Israel's security cabinet decided to remove the metal detectors at the entrance to the Temple Mount that led to a wave of protests from Palestinians in Jerusalem and the West Bank as well as the Arab world. The cabinet's decision emphasized that the metal detectors would be replaced by technologically advanced security cameras.
But how smart is the high-tech network of cameras that are to be installed around the Temple Mount in Jerusalem within six months?
The cameras have been used in the past by the police. They have been tried out at the Mughrabi Gate to the Temple Mount using a system that was offered to the police by the former head of the army intelligence corps, Maj. Gen. (ret.) Aharon Ze'evi Farkash. The retired army officer is president and co-founder of FST Biometrics, a biometric technology company.
The system requires a database of photos, which, in the case of the Temple Mount, could come from the Israel Police and the Shin Bet Security Service as well as from government ministries that have photographs of members of the population. Every photo in the database would receive a classification as to the degree of risk that the person poses. The system is capable of scanning millions of faces in a matter of seconds.

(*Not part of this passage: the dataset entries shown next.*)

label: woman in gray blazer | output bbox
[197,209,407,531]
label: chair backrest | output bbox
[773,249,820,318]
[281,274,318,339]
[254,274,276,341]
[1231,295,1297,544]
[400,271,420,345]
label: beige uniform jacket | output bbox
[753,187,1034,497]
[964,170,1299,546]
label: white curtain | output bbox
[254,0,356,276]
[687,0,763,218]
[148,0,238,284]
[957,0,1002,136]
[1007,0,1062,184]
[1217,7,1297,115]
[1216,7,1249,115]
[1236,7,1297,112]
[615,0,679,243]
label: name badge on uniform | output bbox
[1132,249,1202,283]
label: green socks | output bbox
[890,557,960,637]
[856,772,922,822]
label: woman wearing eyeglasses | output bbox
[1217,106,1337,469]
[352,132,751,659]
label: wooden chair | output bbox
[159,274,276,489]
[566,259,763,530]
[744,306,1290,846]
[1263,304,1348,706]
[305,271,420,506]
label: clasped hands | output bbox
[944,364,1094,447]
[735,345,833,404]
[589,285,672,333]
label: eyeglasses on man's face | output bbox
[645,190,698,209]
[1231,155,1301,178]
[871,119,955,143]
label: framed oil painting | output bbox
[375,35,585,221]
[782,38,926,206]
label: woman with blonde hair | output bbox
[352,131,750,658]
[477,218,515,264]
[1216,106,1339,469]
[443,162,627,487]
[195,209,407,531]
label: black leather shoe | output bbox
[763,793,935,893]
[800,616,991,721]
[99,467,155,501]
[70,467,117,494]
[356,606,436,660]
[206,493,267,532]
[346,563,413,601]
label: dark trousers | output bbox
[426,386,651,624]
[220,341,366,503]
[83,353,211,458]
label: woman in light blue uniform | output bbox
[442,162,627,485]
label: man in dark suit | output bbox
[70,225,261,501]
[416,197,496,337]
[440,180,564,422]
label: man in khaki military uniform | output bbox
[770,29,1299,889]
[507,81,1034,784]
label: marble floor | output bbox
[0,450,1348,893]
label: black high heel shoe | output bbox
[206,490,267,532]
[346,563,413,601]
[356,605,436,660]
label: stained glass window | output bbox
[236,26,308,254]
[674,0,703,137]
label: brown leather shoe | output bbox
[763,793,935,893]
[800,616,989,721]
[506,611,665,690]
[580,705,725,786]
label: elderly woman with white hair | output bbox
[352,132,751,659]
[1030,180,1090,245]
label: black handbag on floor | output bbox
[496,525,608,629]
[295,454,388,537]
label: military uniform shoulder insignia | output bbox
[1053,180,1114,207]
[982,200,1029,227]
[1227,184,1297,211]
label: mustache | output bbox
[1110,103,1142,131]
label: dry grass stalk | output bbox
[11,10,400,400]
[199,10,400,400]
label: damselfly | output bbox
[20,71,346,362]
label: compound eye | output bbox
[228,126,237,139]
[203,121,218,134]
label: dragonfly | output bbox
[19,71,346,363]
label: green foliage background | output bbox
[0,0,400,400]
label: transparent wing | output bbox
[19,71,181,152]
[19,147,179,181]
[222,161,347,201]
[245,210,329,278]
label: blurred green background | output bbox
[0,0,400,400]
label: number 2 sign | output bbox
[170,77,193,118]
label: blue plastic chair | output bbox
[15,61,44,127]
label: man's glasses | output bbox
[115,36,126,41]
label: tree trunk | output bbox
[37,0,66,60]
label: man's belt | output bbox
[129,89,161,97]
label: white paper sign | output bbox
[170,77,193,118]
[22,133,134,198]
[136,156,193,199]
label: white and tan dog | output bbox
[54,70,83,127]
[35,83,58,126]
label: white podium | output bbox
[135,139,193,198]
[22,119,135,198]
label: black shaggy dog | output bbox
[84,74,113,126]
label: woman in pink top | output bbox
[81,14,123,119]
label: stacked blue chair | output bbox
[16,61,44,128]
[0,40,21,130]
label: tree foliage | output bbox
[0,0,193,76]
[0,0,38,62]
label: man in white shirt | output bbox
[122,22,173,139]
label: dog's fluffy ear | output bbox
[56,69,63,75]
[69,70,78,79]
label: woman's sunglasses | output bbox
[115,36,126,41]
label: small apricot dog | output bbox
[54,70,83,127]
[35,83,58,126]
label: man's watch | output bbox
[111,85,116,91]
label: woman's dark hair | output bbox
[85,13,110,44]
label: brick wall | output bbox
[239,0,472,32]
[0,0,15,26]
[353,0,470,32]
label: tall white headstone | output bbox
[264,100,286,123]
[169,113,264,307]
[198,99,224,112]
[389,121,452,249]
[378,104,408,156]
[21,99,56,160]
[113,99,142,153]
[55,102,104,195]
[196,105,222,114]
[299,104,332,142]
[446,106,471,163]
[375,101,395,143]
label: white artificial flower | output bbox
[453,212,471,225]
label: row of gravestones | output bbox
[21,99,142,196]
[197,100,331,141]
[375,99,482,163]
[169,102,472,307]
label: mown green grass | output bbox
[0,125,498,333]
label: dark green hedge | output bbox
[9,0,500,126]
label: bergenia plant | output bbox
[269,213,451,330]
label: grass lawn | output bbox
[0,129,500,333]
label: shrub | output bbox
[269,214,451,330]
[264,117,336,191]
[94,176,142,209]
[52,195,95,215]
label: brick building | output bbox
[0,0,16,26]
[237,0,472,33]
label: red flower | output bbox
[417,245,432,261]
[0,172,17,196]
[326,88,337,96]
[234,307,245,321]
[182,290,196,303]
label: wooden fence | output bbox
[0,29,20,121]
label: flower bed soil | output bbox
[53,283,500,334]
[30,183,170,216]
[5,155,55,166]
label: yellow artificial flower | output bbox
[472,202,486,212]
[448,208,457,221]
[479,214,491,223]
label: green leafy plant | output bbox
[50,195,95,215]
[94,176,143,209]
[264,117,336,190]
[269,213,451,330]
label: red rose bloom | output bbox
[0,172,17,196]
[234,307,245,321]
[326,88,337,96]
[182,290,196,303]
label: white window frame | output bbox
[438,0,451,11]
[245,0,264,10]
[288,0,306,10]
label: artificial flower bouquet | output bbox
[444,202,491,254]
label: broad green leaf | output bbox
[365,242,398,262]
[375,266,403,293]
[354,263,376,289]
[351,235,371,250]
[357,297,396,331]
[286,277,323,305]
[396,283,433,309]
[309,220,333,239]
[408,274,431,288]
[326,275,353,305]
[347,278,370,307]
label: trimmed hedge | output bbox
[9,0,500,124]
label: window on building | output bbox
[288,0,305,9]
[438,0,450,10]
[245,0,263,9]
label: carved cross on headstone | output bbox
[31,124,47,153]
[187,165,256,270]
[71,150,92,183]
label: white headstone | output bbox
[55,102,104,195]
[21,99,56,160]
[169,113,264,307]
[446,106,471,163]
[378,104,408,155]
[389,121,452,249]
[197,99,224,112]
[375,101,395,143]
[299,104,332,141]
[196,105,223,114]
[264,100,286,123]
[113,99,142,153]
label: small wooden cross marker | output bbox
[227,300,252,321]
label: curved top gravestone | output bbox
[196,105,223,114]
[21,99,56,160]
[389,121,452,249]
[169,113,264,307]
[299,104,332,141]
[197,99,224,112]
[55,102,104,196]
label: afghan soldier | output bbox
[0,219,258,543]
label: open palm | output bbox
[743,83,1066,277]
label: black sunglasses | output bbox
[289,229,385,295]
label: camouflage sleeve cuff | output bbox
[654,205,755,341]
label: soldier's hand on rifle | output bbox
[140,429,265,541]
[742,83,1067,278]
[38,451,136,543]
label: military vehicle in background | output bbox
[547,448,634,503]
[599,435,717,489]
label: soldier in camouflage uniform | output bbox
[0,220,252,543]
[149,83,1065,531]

The system determines the person's identity based on at least twelve facial characteristics. Among its other capabilities, the system is able to scan the distance between the person's eyes, the circumference of the head and examine the person's ears and other characteristics to verify the identity of suspects, even if they cover their faces.
The cameras that are to be placed several meters in front of the police inspection point near the Temple Mount are to be under the control of the staff that monitors the network of closed-circuit cameras in Jerusalem's Old City. Every time an individual whose picture is in the database passes through, the system will indicate to the monitors that the person is approaching the Temple Mount compound and will send a message to those on site to conduct a search or questioning of the person, if necessary.
According to the police, they will serve more as a general deterrent than to prevent situations in which terrorists seek to carry out attacks. The police further say that while there are better systems out there, their benefit isn't worth the additional cost. They noted that these cameras are not intrusive and do not infringe on worshipers' privacy.
At this point it isn't clear whether the system that will actually be provided to the police is Farkash's but the police say that even if it isn't the exact same system it will be one similar to it.
An official in the police versed in the matter said that the pilot project in Mughrabi Gate showed that the system could not warn its officers in all cases that it should have warned. The same official said that in effect, the system provides the police with the ability to detect persons who were suspected of a crime in the past or have been tagged as a threat, but in cases in which the person has no history the system provides no recourse. It is believed that the system will deter those who already know they were tagged by Israeli security forces, but will be less effective with lone-wolf attackers.